CERN has a robust safety organisation in place, underpinned by the Safety Policy, which spans all areas of occupational health and safety, including environmental protection and the safe operation of CERN’s facilities.
In line with the Safety Policy and Safety Regulation SR-SO, which defines the responsibilities and organisational structure in matters of safety, CERN regularly sets safety objectives for the whole of the Organization.
Benoît Delille, head of the HSE unit, explains the importance of this approach: “This annual exercise is a powerful means of setting priorities in matters of safety in all respects. It is based on lessons learned, trends and feedback from the Safety Officers and link persons, who bring crucial information from the field.”
The annual CERN-wide HSE objectives for 2023/2024, which were presented at the Enlarged Directorate meeting of 11 April, cover not only health and safety (HS) but also the “E” of HSE, i.e. the environment. In addition to the traditional annual objectives, longer-term ones for implementation in 2025 and at the start of the third long shutdown (LS3, currently expected to start in 2026) have also been set. “Looking further ahead, the longer-term objectives will enable us to prepare for LS3 and make the improvements needed to ensure that it unfolds optimally,” explains Delille.
The objectives are the result of close collaboration between HSE and the departmental safety officers of other departments. The Safety Policy Committee (SAPOCO) has also contributed.
The environment objectives, which will be implemented around the end of Run 3 and the start of LS3, were first set in 2018 in CERN’s first public-facing environment report. They include objectives to limit the increase in electricity consumption to 5%, reduce Scope 1 emissions by 28% and limit the increase in water consumption to below 5% with respect to 2018. The 2023/2024 objectives concern the minimisation of effluents discharged into watercourses from CERN worksites and, in line with the Organization’s noise policy, the mitigation of the impact of noise emanating from CERN installations on neighbouring towns, in order to reduce complaints to a minimum.
In the area of occupational health and safety, CERN aims to have 40% of its personnel trained in life-saving actions by LS3. The corresponding short and accessible course is an essential cornerstone in the Organization’s medical emergency response strategy.
Electrical safety reinforcement is another priority.
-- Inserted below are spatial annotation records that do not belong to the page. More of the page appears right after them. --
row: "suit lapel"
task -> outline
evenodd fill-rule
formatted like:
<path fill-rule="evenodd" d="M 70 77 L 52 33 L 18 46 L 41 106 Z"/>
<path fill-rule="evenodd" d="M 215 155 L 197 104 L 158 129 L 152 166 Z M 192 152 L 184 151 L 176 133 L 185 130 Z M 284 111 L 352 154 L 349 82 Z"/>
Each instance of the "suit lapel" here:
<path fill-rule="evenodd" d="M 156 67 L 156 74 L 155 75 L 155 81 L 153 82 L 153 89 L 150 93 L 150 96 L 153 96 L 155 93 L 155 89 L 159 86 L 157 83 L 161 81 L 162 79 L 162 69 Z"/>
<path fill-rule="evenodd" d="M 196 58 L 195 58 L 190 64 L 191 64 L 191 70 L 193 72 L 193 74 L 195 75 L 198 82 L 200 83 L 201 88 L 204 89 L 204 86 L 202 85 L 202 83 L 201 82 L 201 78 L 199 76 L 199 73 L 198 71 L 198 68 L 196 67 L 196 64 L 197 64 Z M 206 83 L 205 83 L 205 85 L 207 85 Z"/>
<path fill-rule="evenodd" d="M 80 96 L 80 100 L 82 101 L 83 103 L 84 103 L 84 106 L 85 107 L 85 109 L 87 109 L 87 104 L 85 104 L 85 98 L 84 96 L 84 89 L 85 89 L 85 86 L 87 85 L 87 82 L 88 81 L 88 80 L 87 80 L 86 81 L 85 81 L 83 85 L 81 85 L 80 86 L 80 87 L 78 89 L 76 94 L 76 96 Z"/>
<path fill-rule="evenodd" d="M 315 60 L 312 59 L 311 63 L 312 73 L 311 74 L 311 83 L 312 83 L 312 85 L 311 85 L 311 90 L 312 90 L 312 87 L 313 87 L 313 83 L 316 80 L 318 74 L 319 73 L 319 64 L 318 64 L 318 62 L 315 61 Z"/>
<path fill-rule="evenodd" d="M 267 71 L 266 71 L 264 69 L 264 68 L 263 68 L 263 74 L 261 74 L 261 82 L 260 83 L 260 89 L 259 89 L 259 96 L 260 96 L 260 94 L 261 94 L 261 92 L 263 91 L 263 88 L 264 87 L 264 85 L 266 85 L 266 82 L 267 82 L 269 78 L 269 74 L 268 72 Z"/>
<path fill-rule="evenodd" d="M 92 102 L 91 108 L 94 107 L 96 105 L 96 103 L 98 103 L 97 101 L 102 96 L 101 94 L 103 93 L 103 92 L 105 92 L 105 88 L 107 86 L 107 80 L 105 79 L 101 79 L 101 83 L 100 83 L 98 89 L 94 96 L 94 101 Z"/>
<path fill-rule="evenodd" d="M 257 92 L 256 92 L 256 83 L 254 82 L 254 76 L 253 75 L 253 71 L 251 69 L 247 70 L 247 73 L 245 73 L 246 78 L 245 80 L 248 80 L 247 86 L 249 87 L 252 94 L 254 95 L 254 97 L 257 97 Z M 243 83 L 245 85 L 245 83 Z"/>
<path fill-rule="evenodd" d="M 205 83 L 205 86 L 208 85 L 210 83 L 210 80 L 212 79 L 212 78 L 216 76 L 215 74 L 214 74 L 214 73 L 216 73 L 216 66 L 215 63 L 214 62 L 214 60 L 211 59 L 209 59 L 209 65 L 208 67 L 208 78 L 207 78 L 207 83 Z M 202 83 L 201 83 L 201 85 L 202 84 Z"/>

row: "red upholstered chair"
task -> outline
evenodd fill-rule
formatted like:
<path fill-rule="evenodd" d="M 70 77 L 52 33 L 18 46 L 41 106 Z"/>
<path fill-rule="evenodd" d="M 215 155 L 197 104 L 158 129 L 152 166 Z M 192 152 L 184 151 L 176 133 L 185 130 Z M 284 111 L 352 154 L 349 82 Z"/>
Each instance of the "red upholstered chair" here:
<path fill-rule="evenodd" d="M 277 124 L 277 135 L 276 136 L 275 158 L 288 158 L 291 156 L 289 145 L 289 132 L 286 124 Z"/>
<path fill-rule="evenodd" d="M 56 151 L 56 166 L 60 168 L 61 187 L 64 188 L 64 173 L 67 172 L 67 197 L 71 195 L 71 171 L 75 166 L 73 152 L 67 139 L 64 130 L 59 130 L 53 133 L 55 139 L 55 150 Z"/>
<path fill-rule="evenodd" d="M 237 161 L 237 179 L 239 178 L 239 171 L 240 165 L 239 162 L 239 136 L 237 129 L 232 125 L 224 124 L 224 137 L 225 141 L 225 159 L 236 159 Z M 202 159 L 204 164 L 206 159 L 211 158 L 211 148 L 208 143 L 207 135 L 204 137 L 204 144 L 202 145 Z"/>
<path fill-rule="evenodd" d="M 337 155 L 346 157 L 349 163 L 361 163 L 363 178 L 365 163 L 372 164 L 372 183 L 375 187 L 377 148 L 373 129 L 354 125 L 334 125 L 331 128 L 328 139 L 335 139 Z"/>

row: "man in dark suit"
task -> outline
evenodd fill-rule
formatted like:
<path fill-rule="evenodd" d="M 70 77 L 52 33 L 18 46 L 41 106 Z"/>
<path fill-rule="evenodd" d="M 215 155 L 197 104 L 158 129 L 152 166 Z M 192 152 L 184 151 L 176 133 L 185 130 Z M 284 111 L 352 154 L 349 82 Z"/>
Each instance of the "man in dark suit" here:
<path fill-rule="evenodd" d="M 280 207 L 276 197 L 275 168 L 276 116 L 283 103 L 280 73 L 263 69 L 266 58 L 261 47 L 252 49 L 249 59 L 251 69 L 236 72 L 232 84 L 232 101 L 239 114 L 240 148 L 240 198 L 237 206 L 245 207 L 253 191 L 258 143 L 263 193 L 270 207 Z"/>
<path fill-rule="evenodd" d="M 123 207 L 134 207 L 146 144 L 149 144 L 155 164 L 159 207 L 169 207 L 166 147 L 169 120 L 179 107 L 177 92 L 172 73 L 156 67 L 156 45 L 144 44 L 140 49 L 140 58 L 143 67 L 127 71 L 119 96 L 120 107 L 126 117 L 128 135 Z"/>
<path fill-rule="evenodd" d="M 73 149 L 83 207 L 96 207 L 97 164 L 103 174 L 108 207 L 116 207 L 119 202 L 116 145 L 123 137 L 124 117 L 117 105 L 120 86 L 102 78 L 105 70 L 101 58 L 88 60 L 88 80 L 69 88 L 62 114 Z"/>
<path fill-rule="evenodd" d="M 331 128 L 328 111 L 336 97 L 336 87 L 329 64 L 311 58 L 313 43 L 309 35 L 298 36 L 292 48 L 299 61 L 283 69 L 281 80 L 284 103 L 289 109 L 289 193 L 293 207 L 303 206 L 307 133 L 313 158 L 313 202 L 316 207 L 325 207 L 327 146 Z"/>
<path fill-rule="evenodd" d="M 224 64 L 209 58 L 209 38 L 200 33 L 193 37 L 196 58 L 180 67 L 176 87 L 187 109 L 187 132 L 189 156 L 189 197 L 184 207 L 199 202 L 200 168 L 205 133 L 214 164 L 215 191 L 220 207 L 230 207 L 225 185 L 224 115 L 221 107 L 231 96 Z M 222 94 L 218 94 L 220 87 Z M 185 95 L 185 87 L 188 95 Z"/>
A dedicated project will strive, inter alia, to increase awareness and reduce incidents of electrical origin.
Another objective is to reduce the number of incidents and incivilities on CERN’s roads and foster a culture of their safe, courteous and respectful use, whatever the mode of transport (see the recent dedicated Bulletin article).
As far as radiation protection is concerned, the long-term goal is to continue to limit the maximum annual personal dose to 3 mSv (i.e. half of the regulatory limit of 6 mSv for category B radiation workers) and to reduce the production of radioactive waste by taking it into account from the start in the design of upgrades and new facilities. For 2023/2024, the aim is to identify the old accelerator and experimental equipment that is currently in storage and perform radiological controls on it.
Emergency preparedness is another important long-term priority for the Organization, with specific actions planned before LS3, such as evacuation exercises in all accelerator and experimental areas and in the most-populated buildings, including the restaurants and hotels.
CERN’s HSE objectives provide a clear, CERN-wide framework for setting safety priorities. Our commitment at every level is key to achieving these goals. Making CERN a safe place to work starts with each and every one of us.